How to catch "Could not auto-failover node"

George-hash-K · March 31, 2022, 4:19pm

I’m trying to determine a critical state of the cluster
The idea is that when enough nodes failed then the cluster issues "Could not auto-failover node " and that message could be captured
Is there any API that can help to determine this situation of cluster unable to further auto-failover?

YoshiyukiKono · April 11, 2022, 1:05am

When it comes to the cluster health check with API, you cannot assume that the server that you try the API call is live but you must either call in sequence until you find a node that returns a response, or call all nodes.
For the former, you may use Cluster API. For the latter, you may use Node API.

Or, as more sophisticated alternative, you may use Prometheus integration.

Auto-failover policy depends on service. You must have your own rule to determine the state (“if it is unable to further auto-failover”) depending on your cluster’s composition.

I suspect my reaction isn’t what you expected but hope it helps in some way given the current situation: no response in 10 days.

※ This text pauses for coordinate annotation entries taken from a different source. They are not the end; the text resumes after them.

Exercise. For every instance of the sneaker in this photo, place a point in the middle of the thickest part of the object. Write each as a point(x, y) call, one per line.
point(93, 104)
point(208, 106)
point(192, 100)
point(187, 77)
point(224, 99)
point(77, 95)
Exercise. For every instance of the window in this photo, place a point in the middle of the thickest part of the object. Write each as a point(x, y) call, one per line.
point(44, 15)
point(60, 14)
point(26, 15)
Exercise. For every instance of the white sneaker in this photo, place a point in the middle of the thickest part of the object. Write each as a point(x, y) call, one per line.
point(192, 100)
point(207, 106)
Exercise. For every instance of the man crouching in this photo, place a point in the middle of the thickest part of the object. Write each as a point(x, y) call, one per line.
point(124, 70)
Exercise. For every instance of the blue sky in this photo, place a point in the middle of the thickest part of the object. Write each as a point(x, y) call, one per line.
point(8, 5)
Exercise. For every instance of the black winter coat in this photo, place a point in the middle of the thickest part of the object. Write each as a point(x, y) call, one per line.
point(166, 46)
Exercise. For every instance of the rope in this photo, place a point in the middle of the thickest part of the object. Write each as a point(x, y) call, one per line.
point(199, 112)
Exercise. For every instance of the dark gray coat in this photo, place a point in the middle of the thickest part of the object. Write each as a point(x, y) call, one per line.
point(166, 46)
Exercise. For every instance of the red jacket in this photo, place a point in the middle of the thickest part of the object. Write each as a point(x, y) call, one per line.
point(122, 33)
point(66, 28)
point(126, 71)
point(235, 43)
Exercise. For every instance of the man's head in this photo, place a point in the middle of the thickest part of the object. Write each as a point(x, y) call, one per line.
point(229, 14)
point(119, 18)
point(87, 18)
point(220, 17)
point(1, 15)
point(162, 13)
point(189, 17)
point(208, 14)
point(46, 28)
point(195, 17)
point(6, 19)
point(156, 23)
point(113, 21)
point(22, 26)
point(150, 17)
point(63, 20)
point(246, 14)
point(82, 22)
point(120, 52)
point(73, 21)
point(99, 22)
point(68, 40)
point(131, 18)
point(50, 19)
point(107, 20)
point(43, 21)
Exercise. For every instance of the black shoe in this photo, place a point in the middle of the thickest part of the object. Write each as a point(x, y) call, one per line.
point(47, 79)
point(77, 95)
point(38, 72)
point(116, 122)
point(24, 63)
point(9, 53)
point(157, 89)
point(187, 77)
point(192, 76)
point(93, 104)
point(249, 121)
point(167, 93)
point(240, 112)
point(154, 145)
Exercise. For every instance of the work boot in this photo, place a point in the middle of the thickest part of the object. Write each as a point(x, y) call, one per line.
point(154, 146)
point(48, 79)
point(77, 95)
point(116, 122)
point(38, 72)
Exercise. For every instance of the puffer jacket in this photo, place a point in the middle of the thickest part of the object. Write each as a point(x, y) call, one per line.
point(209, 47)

George-hash-K · April 11, 2022, 2:18pm

I appreciate the response. So from my experience auto-failover works only once, when the any node goes down or unavailable. If another node fails then the cluster issues “could not auto-failover”.
It doesn’t seem to be related to the size of the cluster, because AFAIKT auto-failover works only once.
Does it make sense?

Kevin.Cherkauer · April 11, 2022, 4:24pm

@George-hash-K There is a user setting on UI for how many separate events you wish to allow Auto-failover to occur for. I believe this defaults to 1 but lets you change it up to 3 in in upcoming 7.1.0 release I believe the limit may have been removed entirely. You can change this to a number higher than 1 to allow further Auto-failovers after the first one.

Caveat – in Community Edition the limit is always 1. Multiple Auto-failovers is an Enterprise Edition-specific feature.